Robespierre, qui avait une grande confiance en Le Bas parce qu’il connaissait bien son caractère prudent et sage, l’avait choisi pour
accompagner Saint-Just, que son brûlant amour de la patrie entraînait quelquefois à trop de sévérité, et dont le caractère pêchait par l’emportement.
Saint-Just aimait beaucoup mon mari; il s’aperçut du chagrin que lui causait la pensée de me quitter. Il avait aussi de l’amitié pour
moi et venait assez souvent chez nous. Il vit bien que je supporterais difficilement, dans l’état de grossesse où j’étais, le chagrin d’une nouvelle séparation.
Enfin notre providence, notre bon ami Robespierre, parla à Saint-Just pour l’engager à me laisser partir avec eux, ainsi que ma
belle-sœur Henriette. Il y consentit, mais avec des conditions: il nous fit promettre de ne voir personne de la vile où nous allions nous rendre, de ne recevoir
qui que ce soit, de n’avoir aucun rapport de société avec les habitants, et nous dit que si nous ne nous conformions pas scrupuleusement à sa recommandation,
il se verrait forcé de nous faire repartir tout de suite pour Paris. Saint-Just et mon mari, qui sentaient toute l’importance de leur mission, craignaient
que l’on ne s’adressât à nous pour chercher à les influencer et les troubler dans leurs devoirs.
<…>
Nous partîmes enfin pour Saverne. Nous voyagions tous les quatre dans la même voiture. Saint-Just eut pour moi, en route, les attentions
les plus délicates et les prévenances d’un tendre frère. À chaque relai, il descendait de la voiture pour voir si rien n’y manquait, de peur d’accident. Il
me voyait si souffrante qu’il craignait pour moi.
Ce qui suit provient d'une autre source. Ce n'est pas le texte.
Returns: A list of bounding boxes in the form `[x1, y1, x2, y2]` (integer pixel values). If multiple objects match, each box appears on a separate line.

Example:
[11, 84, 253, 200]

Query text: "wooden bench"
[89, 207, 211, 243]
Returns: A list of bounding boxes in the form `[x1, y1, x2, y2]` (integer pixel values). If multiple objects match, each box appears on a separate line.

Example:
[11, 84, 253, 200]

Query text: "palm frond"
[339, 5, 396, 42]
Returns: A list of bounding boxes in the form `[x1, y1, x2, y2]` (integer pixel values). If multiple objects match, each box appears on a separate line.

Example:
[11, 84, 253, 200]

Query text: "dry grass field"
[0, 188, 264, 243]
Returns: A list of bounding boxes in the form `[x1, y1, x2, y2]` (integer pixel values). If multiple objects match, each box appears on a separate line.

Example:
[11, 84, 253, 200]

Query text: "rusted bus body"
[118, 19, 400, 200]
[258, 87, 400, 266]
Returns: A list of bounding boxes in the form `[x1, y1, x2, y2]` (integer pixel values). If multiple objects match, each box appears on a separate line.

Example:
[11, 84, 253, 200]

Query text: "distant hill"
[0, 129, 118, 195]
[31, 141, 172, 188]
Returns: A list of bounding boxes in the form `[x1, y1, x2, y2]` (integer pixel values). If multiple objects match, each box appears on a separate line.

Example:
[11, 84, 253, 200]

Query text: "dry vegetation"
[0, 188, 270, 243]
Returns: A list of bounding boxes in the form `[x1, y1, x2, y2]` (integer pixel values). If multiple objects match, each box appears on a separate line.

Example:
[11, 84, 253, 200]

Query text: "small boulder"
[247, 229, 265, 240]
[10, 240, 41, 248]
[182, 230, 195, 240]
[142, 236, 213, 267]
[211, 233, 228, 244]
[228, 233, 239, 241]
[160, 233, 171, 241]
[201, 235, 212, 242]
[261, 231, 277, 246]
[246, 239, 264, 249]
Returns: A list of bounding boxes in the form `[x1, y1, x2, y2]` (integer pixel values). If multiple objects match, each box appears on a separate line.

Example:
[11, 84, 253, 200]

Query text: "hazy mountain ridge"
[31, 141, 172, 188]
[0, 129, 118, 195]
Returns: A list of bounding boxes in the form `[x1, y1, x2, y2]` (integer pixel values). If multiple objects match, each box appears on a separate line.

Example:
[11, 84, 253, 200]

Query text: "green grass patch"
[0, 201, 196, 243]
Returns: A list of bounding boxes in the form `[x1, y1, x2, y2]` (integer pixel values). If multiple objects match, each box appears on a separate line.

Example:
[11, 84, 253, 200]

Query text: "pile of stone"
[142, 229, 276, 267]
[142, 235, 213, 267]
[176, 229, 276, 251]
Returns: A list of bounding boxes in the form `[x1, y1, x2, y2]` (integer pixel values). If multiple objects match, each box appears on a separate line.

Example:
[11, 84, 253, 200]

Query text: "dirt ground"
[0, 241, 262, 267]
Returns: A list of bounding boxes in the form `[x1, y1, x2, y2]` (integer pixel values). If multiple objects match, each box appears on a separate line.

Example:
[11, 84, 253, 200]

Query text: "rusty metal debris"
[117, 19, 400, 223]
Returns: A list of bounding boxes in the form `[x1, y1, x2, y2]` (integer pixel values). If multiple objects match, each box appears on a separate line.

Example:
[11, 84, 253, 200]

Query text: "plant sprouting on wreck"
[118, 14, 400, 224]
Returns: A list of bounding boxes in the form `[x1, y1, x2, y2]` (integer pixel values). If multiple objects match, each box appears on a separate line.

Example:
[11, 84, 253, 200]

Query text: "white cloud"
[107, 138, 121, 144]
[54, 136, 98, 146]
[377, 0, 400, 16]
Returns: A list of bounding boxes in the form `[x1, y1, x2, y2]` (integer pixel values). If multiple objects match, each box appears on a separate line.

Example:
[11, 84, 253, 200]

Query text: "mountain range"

Il fut enfin si bon et si attentif pour ma belle-sœur et pour moi que la route ne nous parut pas longue.
Mon bien-aimé fut très sensible à toutes ses bontés et lui en marqua toute sa reconnaissance.
Pour passer le temps, ces messieurs nous lisaient des pièces de Molière ou quelques passages de Rabelais, et chantaient de s airs
italiens; ils faisaient tous leurs efforts pour nous distraire et me faire oublier mes souffrances.
<…>
Robespierre envoyait Le Bas avec Saint-Just en mission parce qu’il savait Le Bas calme et juste, quoique ardent, et capable de modérer
Saint-Just, dont le caractère véhément et passionné aurait été quelquefois nuisible aux intérêts de la Patrie.